Bing is actually surprisingly good on that front, it's version of GPT-4 will discuss HBD and associated topics with you, while ChatGPT will stonewall.

The worst is Claude, the version comparable to GPT-4 is incredibly shit, with such a safetyist mindset it will refuse to do all but the most boring tasks, sometimes not even those.

For one, it's perfectly calibrated in terms of probabilistic forecasting or predictions

Is there a link for that?

As I said, it's in the original GPT-4 white paper, available freely.

This graph should have everyone at Google shot, then shot again just to make sure they're dead.

/images/17019023724623811.webp

Maybe shot 5 times? Or maybe 32 times? I suppose there's not much difference between the two.

Anything to liberate them from the chains of thought and cognition, though one must be quite free of either to conceive of this graph in the first place.

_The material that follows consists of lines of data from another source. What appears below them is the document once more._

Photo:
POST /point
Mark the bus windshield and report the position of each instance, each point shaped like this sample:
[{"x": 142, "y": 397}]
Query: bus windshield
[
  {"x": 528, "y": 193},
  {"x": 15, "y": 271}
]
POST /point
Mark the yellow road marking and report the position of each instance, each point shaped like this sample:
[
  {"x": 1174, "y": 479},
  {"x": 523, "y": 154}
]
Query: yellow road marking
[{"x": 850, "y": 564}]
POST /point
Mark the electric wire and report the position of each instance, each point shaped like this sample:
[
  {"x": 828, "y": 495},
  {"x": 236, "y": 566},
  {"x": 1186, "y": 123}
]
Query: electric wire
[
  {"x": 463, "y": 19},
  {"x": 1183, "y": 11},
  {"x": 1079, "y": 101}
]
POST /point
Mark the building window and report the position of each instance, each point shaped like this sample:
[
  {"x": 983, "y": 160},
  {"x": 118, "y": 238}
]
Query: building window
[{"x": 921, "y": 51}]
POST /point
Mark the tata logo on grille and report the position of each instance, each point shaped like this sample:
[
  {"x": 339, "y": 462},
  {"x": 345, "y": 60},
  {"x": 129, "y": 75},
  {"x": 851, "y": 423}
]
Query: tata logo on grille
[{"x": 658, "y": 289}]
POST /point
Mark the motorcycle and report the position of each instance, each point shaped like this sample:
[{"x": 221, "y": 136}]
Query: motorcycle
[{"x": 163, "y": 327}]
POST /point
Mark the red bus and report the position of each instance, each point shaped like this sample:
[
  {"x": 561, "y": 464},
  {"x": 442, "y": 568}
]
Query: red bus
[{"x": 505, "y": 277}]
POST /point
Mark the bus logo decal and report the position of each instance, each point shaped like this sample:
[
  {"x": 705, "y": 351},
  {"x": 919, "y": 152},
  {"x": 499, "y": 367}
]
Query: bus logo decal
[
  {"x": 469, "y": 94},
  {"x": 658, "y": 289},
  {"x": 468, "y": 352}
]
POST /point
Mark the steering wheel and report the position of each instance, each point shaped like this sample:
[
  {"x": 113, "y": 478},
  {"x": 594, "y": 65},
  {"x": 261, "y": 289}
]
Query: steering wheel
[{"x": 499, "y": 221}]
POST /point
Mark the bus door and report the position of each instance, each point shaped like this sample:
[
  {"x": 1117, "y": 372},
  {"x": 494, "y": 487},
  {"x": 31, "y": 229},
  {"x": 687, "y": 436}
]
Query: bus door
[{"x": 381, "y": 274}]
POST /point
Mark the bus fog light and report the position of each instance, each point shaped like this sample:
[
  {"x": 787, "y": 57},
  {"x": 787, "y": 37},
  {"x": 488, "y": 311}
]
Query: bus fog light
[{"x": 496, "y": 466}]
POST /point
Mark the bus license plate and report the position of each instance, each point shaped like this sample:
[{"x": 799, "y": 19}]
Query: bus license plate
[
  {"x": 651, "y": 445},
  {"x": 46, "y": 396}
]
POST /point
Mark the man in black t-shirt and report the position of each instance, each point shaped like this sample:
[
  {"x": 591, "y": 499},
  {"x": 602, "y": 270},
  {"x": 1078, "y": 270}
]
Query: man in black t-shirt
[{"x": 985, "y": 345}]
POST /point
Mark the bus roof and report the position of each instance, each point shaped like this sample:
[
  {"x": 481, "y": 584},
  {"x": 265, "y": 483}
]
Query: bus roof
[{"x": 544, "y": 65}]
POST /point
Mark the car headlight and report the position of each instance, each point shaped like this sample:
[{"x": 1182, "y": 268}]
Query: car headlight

That graph is indeed an offense to God and man.

Did they hire the "latest doesn't always mean latest doesn't always mean best doesn't always mean fast" guy from Intel?

It's on the same order as this one

/images/17019285817830968.webp

An image for the history books.

Horizontal axis unlabelled. Vertical axis not to scale. The whole thing is a mere 4%. Mysterious colour coding. And then the asterisk showing it's not even comparing like to like!

I suspect the axis here is what might be the case if Nazi Germany had won the war.

Almost as egregiously offensive to the senses, at the least.

DaFuq is that graph supposed to even be?

Then shot (squints) at least 60% more until they go from 99.8% dead to 100% dead.

... is it supposed to be an inverse log scale or something? That's painful to read.

Why is the line squiggly? Where the fuck are they getting intermediate data points to warrant that??

I thought Nvidia had misleading graphs in the bag, this one's been raytraced better than they can.